Erzählformen: Das Madrigal (11)

Der am Ende des gestrigen Eintrags auftauchende Tithon kommt durchaus häufiger vor in Gedichten, deutschen wie anderssprachigen; von Alfred Tennyson gibt es zum Beispiel einen Blankvers-Text diesen Titels und ernsten Inhalts –

 

I ask’d thee, „Give me immortality.“
Then didst thou grant mine asking with a smile,
Like wealthy men who care not how they give.

 

– aber mir fiel, wie so oft, eher Christoph Martin Wieland ein, auch wenn am Beginn von dessen „Aurora und Cephalus“ Tithon nur eine Nebenrolle zukommt:

 

Noch lag, umhüllt vom braunen Schleier
Der Mitternacht, die halbe Welt;
Es ruht‘ in ungestörter Feier
Das stille Tal, das öde Feld,
Der Nymphenchor an ihren Krügen,
Der trunkne Faun auf seinem Schlauch,
Vielleicht fügt’s Nacht und Zufall auch,
Das manche noch bequemer liegen;
Der Elfen schöne Königin
Hatt‘ ihren Ringeltanz beschlossen,
Und sanft auf Blumen hingegossen
Schlief jede kleine Tänzerin;
Und kurz, es war zur Zeit der Mette,
Als sich Auror zum ersten Mal
Aus ihrem Rosenbette
Von Tithons Seite stahl.
Die Schlafsucht, die sie ihrem Gatten
Sonst öfters vorzurücken pflag,
Kam dieses Mal ihr wohl zu statten.
Sie zieht die Brust, an der er schnarchend lag,
Sanft unter ihm hinweg, verschiebt mit Zephyr-Händen
Die Decke, glitscht heraus, deckt leis ihn wieder zu,
Wirft einen Schlafrock um die Lenden
Und wünscht ihm eine sanfte Ruh.
Sie fand im Vorgemach die Stunden,
Die ihre Zofen sind, vom Schlummer noch gebunden;
Nur eine ward, indem die Göttin sich
Mit leisem Fuß bei ihr vorüber schlich,
Aus einem Traum, den Mädchen gerne träumen,
Halb aufgeschreckt; sie schrie, wie Nymphen schrein
Um feuriger geküsst, nicht um gehört zu sein;
Auror erschrickt und flieht; allein,
Das Mädchen legt sich, ruhig auszuträumen,
Aufs andre Ohr, und schlummert wieder ein.
Die Göttin eilt, spannt (was sie nie getan)
Mit eigner schöner Hand vor ihren Silberwagen
Drei rosenfarbne Stuten an,
Und lässt sich nach Hymettus tragen.
Dort steigt sie ab, lässt Pferd und Wagen
In einer Grotte stehn, und sucht mit zartem Fuß,
Aus dessen Tritten Rosen sprossen,
Den schönen Cephalus.

 

Eine Göttin auf Abwegen?! Ja, aber auch Tithons wegen; denn dem, wie er in seiner Jugend war!, sieht Cephalus zum Verwechseln ähnlich …

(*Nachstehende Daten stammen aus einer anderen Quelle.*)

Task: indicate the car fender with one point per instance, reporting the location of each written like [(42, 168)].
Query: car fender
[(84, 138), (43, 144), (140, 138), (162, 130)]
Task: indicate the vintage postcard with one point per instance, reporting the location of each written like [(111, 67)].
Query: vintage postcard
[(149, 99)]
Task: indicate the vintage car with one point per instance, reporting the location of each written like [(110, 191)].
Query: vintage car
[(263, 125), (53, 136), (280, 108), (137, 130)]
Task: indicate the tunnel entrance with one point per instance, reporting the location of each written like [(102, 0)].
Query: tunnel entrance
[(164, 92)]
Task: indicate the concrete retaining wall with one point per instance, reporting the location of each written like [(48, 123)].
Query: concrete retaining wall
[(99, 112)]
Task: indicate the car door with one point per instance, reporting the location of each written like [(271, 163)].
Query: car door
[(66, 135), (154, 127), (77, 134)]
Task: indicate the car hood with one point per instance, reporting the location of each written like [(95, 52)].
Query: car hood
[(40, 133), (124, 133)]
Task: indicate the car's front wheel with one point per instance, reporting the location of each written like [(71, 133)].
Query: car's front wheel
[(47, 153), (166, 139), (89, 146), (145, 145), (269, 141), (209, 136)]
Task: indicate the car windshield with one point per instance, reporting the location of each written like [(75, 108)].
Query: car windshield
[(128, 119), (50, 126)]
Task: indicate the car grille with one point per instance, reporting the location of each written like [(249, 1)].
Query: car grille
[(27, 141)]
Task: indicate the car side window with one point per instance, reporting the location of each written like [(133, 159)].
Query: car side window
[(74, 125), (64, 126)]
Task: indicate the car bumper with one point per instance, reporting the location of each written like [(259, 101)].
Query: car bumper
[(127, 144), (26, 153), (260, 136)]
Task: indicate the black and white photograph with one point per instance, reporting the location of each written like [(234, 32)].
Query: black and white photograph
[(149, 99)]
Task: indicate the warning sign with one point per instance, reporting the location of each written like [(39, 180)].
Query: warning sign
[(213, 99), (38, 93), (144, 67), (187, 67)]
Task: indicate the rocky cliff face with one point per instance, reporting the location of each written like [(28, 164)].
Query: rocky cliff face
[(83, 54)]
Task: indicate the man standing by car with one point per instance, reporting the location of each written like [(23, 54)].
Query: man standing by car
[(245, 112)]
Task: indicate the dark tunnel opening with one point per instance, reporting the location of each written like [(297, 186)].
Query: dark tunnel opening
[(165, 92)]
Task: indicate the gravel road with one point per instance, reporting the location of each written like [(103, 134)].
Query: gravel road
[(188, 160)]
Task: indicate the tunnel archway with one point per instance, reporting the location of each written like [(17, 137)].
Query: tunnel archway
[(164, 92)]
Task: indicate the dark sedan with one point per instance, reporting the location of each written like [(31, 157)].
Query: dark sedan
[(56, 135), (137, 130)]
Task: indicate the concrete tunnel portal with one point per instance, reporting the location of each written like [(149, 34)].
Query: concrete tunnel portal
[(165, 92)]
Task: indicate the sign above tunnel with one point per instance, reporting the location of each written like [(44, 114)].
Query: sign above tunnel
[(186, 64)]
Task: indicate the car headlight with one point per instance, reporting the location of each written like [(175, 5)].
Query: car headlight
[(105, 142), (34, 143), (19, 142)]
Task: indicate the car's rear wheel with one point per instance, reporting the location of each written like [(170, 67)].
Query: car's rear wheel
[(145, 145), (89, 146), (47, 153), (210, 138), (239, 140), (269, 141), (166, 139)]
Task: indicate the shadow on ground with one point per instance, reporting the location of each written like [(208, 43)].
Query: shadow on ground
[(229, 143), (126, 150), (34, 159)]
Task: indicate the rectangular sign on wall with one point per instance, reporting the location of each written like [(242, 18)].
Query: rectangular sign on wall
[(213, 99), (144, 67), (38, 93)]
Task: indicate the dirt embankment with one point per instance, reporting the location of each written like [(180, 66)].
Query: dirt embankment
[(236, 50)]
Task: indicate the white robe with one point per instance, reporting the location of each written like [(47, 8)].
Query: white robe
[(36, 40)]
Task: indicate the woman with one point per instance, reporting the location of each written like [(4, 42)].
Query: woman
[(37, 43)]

Von der Form her ist es Wieland, wie er leibt und lebt – bunt wechselnde Reime, bunt wechselnde Länge der streng alternierenden Verse, zwischen drei- und sechshebig ist alles vertreten; und liest sich, wie immer, sehr anmutig, was sich durch lautes Lesen einfach bestätigen lässt!

(„Pflag“ ist die alte, früher übliche starke Form von „pflegen“; „glitscht“ klingt heute etwas eigen im gezeigten Zusammenhang, meint aber wohl schlicht „gleiten“.)